A Brill Calendar: May 15

Which is The Information Age?

Few common, modern conceits are so universally endorsed as the notion that Mankind is living in an ‘information & communication age’.

If preached by men deemed to be visionaries like Senator Al Gore or Entrepreneur Bill Gates, the truism is transformed into a secular religion. The Voltairean ‘bon mot’ to the effect that the more things change, the more they stay the same, isn’t just a witticism; and it may be believed that information & communication ages have been intimated to civilizations before.

Emerging modern cartography in the European delta – first in southern Low Countries, one generation later more northerly, with Amsterdam stealing the show quickly from Antwerp – fits this context: an era replete with expectation, confusion, hope, missionary zeal and eschatological tenets. The observation ‘time is out of joint’ is coeval with it.

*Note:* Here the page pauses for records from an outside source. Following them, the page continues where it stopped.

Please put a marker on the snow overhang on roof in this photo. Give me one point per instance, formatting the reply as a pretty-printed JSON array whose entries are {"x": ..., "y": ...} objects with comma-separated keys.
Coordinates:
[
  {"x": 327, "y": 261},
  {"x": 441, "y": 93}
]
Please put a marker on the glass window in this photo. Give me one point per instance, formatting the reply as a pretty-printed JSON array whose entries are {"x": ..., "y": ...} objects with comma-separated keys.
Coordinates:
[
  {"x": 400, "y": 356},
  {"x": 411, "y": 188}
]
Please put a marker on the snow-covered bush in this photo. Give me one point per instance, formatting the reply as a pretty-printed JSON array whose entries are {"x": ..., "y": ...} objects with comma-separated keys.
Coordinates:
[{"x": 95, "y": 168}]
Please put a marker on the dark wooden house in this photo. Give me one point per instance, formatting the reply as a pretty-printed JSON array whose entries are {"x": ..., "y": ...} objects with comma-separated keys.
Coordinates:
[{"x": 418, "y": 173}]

All these aspects are present in the extraordinary person of Petrus Plancius, born in the village of Dranouter, Western Flanders, in 1552. Plancius was both a sermonising Servant of a Calvinist Lord and an innovative and shrewd producer of printed maps, globes and maritime instruments. As if this was not enough, his activities as teacher and consultant to mariners planning profitable expeditions to new, Promised Lands made him an ambitious ‘Man for All Seasons’, living in two worlds, each complementing the another.

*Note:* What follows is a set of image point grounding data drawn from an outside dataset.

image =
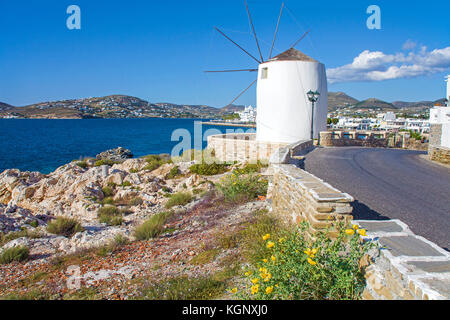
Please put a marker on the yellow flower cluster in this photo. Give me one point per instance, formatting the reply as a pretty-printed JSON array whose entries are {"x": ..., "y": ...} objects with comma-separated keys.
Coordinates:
[
  {"x": 356, "y": 228},
  {"x": 311, "y": 253}
]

This can also be observed metaphorically in secondary literature on Plancius. In 1622 he dies (at Amsterdam) twice: first May 15, then May 25. The rather pedestrian explanation is the shift during his life-time from the Julian calendar, Old Style, to Gregorian reckoning, New Style. The ‘information & communication age’ he embodied was uncertain about its symbolical and technical bearings; for reasons as fundamental as ever.